To start up a new Supervisor to connect to a ring, we only need the IP or hostname of a single supervisor. By connecting to that one Supervisor, Habitat’s gossip protocol will start to share information about all running Supervisors and their services with the newly joined Supervisor. In our case, we’d expect MongoDB and other services to be running in their own containers.
One of those containers has an IP of 172.17.0.2
and therefore we use that address as our --peer
.
While the primary intent of the Opendev talk and this post is to illustrate how Habitat can modernize your development workflow, I do feel compelled to share about our new SaaS product that can run your builds for you as well as push your packages to the Habitat Depot and even upload your exported Docker images to your Docker hub registry.

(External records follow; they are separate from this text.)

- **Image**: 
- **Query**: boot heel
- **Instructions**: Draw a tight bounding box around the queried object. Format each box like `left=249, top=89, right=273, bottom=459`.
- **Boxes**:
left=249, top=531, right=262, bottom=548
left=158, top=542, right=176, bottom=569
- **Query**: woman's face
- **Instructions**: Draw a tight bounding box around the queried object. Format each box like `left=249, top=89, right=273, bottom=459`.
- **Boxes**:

This is very new and extremely free!!!!
Its super easy to set up. I just need to connect my plan.sh
sitting in my github repo to Builder:
Now any time that I push to this repository, Builder will start to build my application:
When it finishes, my packages will be in the Depot for my Supervisors to consume and I can also docker pull mwrock/national-parks
to get the build into my Docker environment.